Ages 3-13: They're giving away candy… for FREE!
You cannot believe this. Cannot! You get to dress up like a weirdo and then people all around your neighborhood and even in the really nice neighborhoods with houses you wish your parents would win the lottery and move into have to give you candy and if they don't give you candy you get to be a jerk? Nothing is more exciting for a kid! At this age, Halloween is like a giant temper tantrum you get to throw and no one can tell you to stop it. Maybe you go out with your friends, but mostly you go with a sibling or that kid who lives next door and then bring home your bag of magical free candy and sort through it with the patience and diligence of a banker counting $100s.
Ages 14-16: You're still trying to Trick-Or-Treat and yeah, you know it's wrong, but whatever.
Sure, you may be one of the few who's still Trick-Or-Treating but now you try to pick a costume that's slightly more grown-up. Like, you dress up as a character from your favorite kids TV Show (hello, Lizzie McGuire) instead of dressing up as a Power Ranger. The only issue is the fact that everyone knows you're too old to be doing this so you either have to lie about your age, or get really indignant about how you're still technically not an adult yet so fork over the candy, lady.
Age 17: Too cool for parties, not too cool for TP-ing everyone's house.
Hey, it's your last year in high school, so you're too cool for parties and too young to drink. What else are you gonna do besides throw toilet paper on people's houses until a neighborhood Dad gets mad?
Age 18: Guess who has no parents and a costume that is basically just a bra?!
You!!
Ages 19-21: Meh, it's a cool excuse to drink.
You might still dress up in something sexy or ironic, but the Trick-Or-Treating stops and you just go to a party instead. You spend weeks trying to think up a witty intellectual costume to prove your English Lit major without looking like you're trying at all. No one at the parties really cares about Halloween, but the decorations remind you of being a kid and the booze reminds you that you're kind of an adult.
Age 22: The last hurrah.
You're starting to get the suspicion that Halloween is about to become a whole lot less fun in the coming years, so you just go all out.
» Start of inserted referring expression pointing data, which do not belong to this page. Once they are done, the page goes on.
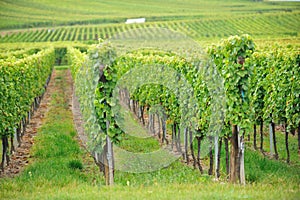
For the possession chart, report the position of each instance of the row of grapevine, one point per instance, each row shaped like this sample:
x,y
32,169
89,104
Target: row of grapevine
x,y
279,24
249,89
22,85
17,54
275,93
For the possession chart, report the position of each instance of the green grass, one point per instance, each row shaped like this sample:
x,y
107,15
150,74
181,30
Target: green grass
x,y
60,169
30,14
62,67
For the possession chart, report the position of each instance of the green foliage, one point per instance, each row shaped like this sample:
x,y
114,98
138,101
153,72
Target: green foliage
x,y
75,164
229,57
274,88
20,82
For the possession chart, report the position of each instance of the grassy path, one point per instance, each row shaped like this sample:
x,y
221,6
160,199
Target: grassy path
x,y
60,169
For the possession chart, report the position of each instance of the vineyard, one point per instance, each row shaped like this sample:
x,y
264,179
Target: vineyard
x,y
266,25
196,104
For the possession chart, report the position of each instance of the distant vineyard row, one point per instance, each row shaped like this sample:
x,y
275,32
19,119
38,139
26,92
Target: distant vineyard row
x,y
280,25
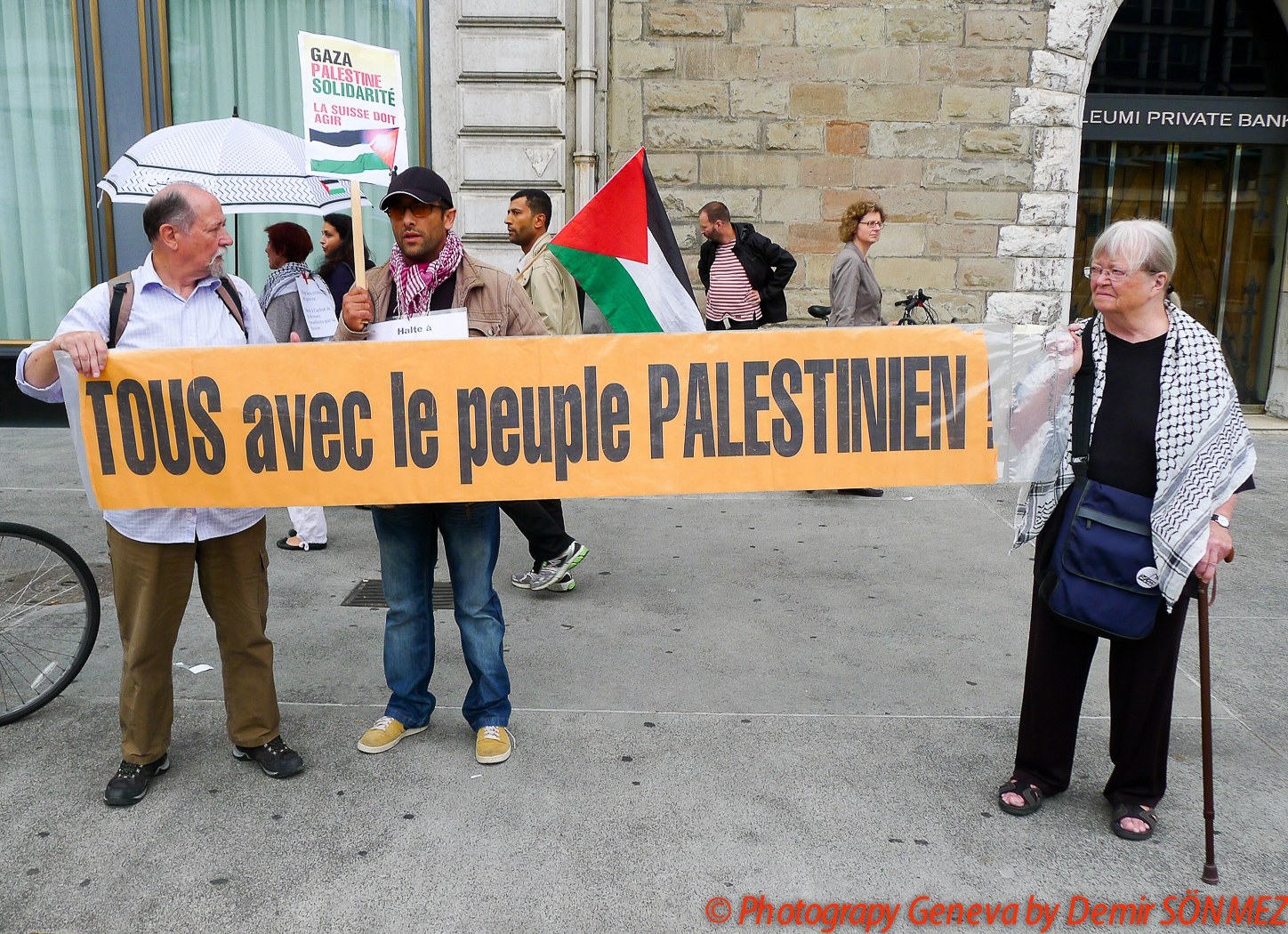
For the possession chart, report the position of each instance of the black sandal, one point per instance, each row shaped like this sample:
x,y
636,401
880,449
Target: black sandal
x,y
1139,813
1032,798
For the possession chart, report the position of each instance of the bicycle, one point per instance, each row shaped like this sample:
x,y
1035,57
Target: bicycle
x,y
919,301
49,614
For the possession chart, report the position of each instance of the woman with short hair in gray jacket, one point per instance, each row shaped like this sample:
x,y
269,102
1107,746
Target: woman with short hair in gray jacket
x,y
856,294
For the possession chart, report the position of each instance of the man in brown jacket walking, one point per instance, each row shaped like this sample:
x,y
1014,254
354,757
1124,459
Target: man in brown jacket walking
x,y
429,270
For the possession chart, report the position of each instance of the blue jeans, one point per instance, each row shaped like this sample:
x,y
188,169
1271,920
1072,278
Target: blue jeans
x,y
408,549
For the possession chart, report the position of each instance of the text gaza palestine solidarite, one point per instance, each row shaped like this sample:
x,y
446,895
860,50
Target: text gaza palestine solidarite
x,y
558,424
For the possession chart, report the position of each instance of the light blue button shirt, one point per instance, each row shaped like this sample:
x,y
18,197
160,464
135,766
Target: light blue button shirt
x,y
160,318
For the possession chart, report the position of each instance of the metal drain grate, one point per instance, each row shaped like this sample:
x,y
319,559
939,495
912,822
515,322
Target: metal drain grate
x,y
371,592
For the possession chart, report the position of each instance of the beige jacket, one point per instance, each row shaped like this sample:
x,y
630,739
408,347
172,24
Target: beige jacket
x,y
551,287
497,307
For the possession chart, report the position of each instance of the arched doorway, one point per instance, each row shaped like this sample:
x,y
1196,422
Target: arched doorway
x,y
1187,120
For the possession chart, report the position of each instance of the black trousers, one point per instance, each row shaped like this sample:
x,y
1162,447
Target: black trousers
x,y
1141,678
541,523
733,325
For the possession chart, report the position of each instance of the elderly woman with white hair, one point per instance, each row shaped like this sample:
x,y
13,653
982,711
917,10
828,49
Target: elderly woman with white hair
x,y
1166,424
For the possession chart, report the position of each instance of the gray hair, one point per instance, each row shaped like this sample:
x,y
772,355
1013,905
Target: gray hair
x,y
172,205
1139,244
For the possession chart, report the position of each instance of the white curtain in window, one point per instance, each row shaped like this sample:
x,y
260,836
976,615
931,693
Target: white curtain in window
x,y
44,247
246,52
One epic costume, one epic party, something to remember for when you're 26 and have no clue what to wear for a costume.
Ages 23-25: You have no idea how to feel about Halloween anymore.
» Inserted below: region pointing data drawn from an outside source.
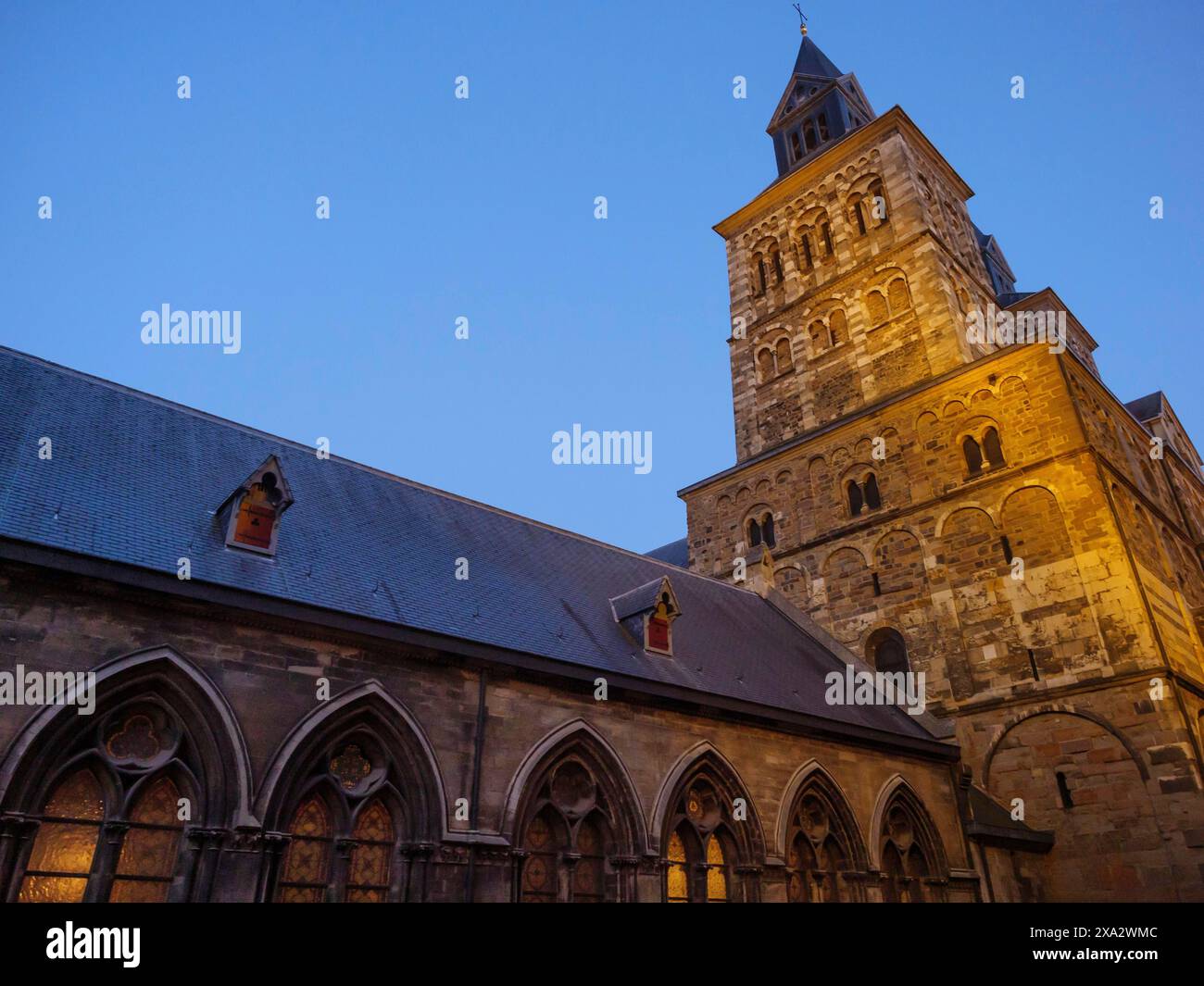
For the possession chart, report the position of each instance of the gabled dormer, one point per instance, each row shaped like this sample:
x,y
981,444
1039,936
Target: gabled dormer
x,y
820,105
646,613
256,509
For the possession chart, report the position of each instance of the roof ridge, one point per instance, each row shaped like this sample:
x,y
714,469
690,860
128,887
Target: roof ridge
x,y
350,462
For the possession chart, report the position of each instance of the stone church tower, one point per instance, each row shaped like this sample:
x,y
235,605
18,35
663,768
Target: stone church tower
x,y
972,505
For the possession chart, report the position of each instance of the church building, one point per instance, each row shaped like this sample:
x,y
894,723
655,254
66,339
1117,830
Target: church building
x,y
233,668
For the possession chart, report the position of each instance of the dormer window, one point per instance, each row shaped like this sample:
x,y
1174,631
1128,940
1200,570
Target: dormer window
x,y
256,509
648,613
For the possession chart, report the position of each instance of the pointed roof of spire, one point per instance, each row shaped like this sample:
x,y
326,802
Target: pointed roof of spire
x,y
811,61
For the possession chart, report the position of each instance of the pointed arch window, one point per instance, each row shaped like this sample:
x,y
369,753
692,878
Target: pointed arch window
x,y
306,872
257,507
973,454
151,846
65,846
370,860
129,781
569,842
701,846
908,853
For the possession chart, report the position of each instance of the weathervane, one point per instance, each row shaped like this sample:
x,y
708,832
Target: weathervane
x,y
802,19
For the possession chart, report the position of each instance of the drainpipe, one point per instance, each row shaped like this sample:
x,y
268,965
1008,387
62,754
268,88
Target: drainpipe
x,y
473,810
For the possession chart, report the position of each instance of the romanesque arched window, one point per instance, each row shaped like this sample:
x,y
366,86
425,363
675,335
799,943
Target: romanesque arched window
x,y
784,359
709,830
838,328
858,215
870,488
822,849
875,306
878,203
886,652
574,830
863,493
855,500
911,864
805,243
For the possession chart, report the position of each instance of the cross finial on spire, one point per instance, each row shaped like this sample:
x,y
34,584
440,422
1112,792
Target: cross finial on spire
x,y
802,20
Now that you're out of college and have a job of some kind, dressing up seems like a waste of time. Plus, you wanna think of a really cool interesting costume but you can never really think of anything worth doing, nor do you have the time or money to execute. You are in a rut.
Ages 26: This is your year. Halloween is BACK!
Oh man this is it. This is IT! You talked your partner into dressing up as the Ice Bucket Challenge with you. Topical couples costume. That shit can't be beat. And you're pretty sure you will not get barfed on this year! Could there be a better Halloween for you? I don't think so!
Ages 27-30: Acceptance.
However you feel about Halloween (and whether or not you wanna go out, dress up, get shitfaced or stay in bed) is pretty firmly cemented by now. You have a solid Halloween routine. A Hallowtine. Mostly it just becomes a day to binge eat candy with your girlfriends and refer to your red wine as "brain juice." What's cooler than that?